散歩のお供に魔王はいかが?
よろしくお願いします。
私が乙女ゲームの悪役令嬢に転生したと知ったのは断罪される当日の朝だった。
いくら前世の記憶を思い出そうと当日に何が出来る?幸いバッドエンドは国外追放だけで命を奪われることはない。
「仕方ない。散歩行こ」
諦めの良い私は前世からの趣味だった散歩に行くことにした。
「あれ?卒業パーティーの準備があるから今朝は来れないと言っていなかったかい?」
公園に着くと散歩友達のマオさんが駆け寄ってきた。彼は一見すると退廃的な雰囲気の黒髪金眼の色白美青年だが、中身は早朝の散歩が大好きな好青年なのだ。

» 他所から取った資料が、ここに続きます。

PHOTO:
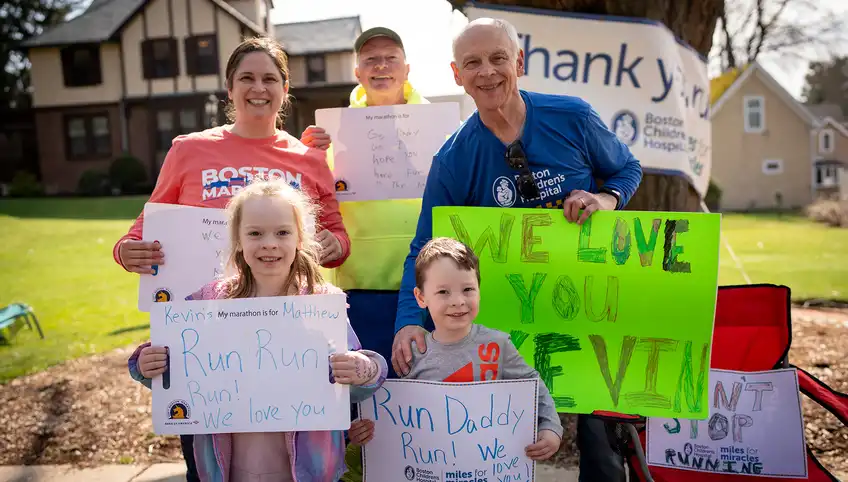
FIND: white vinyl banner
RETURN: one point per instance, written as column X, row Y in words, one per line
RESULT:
column 755, row 428
column 650, row 89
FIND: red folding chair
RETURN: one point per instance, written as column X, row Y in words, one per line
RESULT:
column 753, row 332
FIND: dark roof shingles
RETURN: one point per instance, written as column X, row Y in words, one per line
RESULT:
column 103, row 18
column 331, row 35
column 99, row 21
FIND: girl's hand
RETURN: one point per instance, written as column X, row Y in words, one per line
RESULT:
column 141, row 256
column 547, row 445
column 352, row 368
column 315, row 137
column 331, row 248
column 152, row 361
column 361, row 431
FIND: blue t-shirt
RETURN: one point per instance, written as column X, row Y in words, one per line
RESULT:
column 567, row 147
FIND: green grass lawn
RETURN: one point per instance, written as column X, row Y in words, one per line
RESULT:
column 810, row 258
column 57, row 257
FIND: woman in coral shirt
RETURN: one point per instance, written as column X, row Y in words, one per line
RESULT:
column 206, row 168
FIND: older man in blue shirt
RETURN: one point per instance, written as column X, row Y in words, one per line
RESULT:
column 520, row 149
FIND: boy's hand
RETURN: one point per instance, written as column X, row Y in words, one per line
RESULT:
column 547, row 445
column 152, row 361
column 361, row 431
column 352, row 368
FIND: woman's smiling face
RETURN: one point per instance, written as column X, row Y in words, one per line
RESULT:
column 257, row 88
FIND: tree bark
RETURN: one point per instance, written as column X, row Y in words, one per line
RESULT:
column 694, row 22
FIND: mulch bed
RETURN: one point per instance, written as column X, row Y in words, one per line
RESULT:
column 89, row 412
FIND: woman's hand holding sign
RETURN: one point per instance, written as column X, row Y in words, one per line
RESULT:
column 152, row 361
column 331, row 248
column 545, row 447
column 353, row 368
column 361, row 431
column 141, row 256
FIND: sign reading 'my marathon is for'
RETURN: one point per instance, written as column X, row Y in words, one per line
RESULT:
column 616, row 314
column 650, row 89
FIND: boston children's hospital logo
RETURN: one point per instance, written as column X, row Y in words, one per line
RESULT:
column 504, row 191
column 179, row 413
column 178, row 410
column 162, row 295
column 625, row 125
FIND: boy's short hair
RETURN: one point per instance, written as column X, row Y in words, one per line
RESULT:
column 443, row 247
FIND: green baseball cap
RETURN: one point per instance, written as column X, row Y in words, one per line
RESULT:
column 377, row 32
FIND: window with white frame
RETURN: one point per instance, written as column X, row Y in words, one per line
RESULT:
column 754, row 111
column 826, row 141
column 827, row 175
column 772, row 166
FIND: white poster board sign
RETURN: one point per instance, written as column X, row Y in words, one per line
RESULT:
column 195, row 242
column 650, row 89
column 446, row 432
column 250, row 365
column 755, row 428
column 385, row 152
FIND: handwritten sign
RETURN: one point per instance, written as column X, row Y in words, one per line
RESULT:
column 755, row 428
column 616, row 315
column 250, row 365
column 435, row 431
column 385, row 152
column 195, row 242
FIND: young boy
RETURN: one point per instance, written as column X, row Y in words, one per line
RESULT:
column 447, row 283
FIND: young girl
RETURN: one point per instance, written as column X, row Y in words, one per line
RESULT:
column 273, row 255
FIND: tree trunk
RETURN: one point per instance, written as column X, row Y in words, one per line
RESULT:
column 694, row 22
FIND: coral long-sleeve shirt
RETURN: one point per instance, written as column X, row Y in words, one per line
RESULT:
column 206, row 168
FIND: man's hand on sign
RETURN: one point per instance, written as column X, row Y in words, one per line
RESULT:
column 581, row 200
column 545, row 447
column 315, row 137
column 152, row 361
column 331, row 248
column 402, row 347
column 361, row 431
column 141, row 256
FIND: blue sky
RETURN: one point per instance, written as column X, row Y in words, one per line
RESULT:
column 429, row 53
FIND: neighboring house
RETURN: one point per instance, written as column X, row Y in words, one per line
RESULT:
column 769, row 150
column 129, row 76
column 322, row 63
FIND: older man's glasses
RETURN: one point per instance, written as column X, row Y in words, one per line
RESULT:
column 517, row 159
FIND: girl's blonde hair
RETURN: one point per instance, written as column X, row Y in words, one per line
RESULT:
column 305, row 269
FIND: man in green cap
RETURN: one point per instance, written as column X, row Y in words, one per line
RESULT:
column 380, row 231
column 383, row 76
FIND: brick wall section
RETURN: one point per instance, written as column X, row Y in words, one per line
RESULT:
column 59, row 174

「おはようございます。大丈夫でしたから来ました。今日も一緒に散歩をしてください」
「喜んで供しよう。今日は独りだと思っていたから嬉しいよ」
私はマオさんと散歩を楽しんだ後、彼に向かって頭を下げた。
「急な話ですが、もうマオさんと散歩は出来ません」
「何故?ただ歩いているだけなのに。王子が禁止したのか?」
ゲームとは違い、私はヒロインを虐めていない。だけど王子には疎まれ、ヒロインを虐めたという噂が広まっていて学園でも家でも孤立していて濡れ衣だと証明することは出来ない。
政略で婚約した王子に情なんてないし、噂を信じて私を孤立させる同級生や家族にも関わりたくないから国に未練はないけれど、ただマオさんと会えなくなることだけは物凄く悲しい。
「今日で最後だから白状しますが、私はあなたと散歩する時間が何よりも大好きでした。いつまでもお元気で」
普段の会話でマオさんの氏素性を詳しく聞いたことはないけれど、彼が大勢の部下を抱える要職についていることはわかっていた。だから彼は王子から婚約破棄されて国外追放される私が一緒にいてはいけない人。私は返答を待たず、走り去った。
「王子の婚約者という立場でありながら、か弱い女生徒を虐めるなんて!婚約は破棄し、お前を国外追……うわっ!何だ、お前達は!?」
「どうして続編の攻略対象者である魔王がここに!?私、王子より魔王がいいわ!」
王子とヒロインは卒業パーティーの開始と同時に私を断罪しようとしたが、突如なだれ込んできた魔族達にあっという間に拘束されてしまった。
「君が王妃になるなら侵略しなかったが、君に罪を着せて放逐する国なら話は別だ」
大勢の魔族を従えたマオさんが私に手を差し伸べる。
「君を愛してる。これからも一緒に」
「ええ、一緒に」
散歩をと続ける私の唇に、散歩の供はこれからも僕だと彼の唇が優しく塞いだ。
読んでくれてありがとうございました。